Don’t forget that surveys report all forms of compensation, including base, production, bonus, extra shifts, and other elements. This year’s $278,746 includes all the bonus dollars earned by each hospitalist in the survey. We can make a very rough guess at the bonus by multiplying the portion of total compensation tied to performance in the SHM survey (6%) by the total compensation ($278,746) from the MGMA survey, which comes to $13,397. But we still don’t know the portion of the total bonus dollars available that represents. My experience is that the total bonus dollars available is around $20,000 or more at most hospital medicine groups. Therefore, a doctor who earned $13,397 presumably didn’t meet all performance goals.

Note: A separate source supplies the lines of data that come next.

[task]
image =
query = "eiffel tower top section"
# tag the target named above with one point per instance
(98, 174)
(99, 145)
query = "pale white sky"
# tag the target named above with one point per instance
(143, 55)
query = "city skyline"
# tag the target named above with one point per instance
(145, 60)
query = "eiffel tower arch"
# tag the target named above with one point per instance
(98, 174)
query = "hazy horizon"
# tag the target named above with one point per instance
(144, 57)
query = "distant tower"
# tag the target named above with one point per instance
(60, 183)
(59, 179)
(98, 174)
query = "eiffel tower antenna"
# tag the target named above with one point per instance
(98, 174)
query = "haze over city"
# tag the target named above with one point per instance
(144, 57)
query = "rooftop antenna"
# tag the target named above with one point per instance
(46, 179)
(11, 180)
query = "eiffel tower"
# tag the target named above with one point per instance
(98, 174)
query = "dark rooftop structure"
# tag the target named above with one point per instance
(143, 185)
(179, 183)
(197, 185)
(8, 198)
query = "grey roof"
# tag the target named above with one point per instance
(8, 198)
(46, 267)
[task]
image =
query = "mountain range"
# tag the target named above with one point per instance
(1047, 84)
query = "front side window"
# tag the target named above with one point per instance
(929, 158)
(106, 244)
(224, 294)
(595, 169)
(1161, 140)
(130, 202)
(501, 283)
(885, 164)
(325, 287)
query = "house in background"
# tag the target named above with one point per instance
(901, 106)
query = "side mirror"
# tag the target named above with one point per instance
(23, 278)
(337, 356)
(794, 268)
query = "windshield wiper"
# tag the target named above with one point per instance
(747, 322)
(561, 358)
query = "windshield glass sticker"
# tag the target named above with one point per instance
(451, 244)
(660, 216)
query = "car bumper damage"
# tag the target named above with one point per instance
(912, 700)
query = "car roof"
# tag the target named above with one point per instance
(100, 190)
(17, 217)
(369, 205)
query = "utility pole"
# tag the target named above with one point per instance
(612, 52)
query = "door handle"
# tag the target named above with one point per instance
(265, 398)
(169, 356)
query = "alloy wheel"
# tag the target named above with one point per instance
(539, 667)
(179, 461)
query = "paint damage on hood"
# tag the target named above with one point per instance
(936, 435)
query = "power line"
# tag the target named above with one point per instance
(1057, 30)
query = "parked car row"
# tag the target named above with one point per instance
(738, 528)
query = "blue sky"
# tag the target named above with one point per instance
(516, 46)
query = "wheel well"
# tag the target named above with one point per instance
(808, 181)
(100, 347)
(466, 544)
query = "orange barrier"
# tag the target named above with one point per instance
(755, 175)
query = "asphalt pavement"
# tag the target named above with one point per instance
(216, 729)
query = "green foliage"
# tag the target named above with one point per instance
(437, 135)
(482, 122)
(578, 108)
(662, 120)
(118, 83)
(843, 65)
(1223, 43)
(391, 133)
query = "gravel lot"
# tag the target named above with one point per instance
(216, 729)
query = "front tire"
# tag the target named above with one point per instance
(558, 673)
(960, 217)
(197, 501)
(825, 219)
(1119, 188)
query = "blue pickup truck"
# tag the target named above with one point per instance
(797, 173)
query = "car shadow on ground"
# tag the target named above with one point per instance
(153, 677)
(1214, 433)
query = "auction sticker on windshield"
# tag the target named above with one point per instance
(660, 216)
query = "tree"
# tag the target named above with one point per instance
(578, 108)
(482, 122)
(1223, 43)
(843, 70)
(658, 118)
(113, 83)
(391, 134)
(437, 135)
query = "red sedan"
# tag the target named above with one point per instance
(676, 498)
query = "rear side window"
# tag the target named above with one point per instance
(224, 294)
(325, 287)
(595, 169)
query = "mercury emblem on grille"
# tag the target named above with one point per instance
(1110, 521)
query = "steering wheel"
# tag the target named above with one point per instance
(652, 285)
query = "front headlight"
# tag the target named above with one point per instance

A Deeper Dive into Hospital Medicine Group Finances
It is really interesting to ponder where the dollars come from to fund higher hospitalist compensation if the financial support provided per FTE hasn’t increased. Perhaps hospitalists are generating more encounters, work relative value units (wRVUs), or professional fee collections?
Median professional fee collections were $213,000 this year, up from $151,000 in the prior survey two years ago. This increase could, in theory, fully fund the higher hospitalist compensation without the need for an increase in other sources of revenue.
So why are collections up? It could be because hospitalists are coding the average visit at a higher level: 2.02 wRVUs per encounter this year compared to 1.97 in 2014 and 1.91 in 2012. The survey can’t help distinguish whether this increase is because we’re seeing more complex patients or whether we’re improving our documentation to catch up with the complexity of the patients we’ve been seeing all along. I suspect it is both.
The increase in wRVUs per encounter, however, is offset by a continued downward trend in numbers of encounters: 1,684 this year compared to 1,850 in 2014 and 2,078 in 2012. The total wRVUs generated per hospitalist in a year stayed about the same at 4,247 compared to 4,298 in 2014.
The best explanation for why total collections are up would be that payor rates have increased. But Medicare, which accounts for about 60%–65% of the payor mix for most hospital medicine groups, hasn’t increased rates enough to explain this, and I’m not aware of other payor classes that have increased significantly. Another explanation could be that hospital medicine groups are simply doing a better job with billing and collections and other revenue-cycle management activities, resulting in increased revenue.
I guess it shouldn’t be surprising that some of the survey results don’t seem internally consistent. The data come from two different surveys, the response rate for each question varies, and other issues mean the survey just can’t provide that level of precision. We also need to keep in mind that analyses like I’ve provided here are only very rough explanations. But I think they’re still valuable to think about even if they don’t provide definitive answers. TH
Reference
- 2016 State of Hospital Medicine Report. Society of Hospital Medicine website. Accessed August 9, 2016.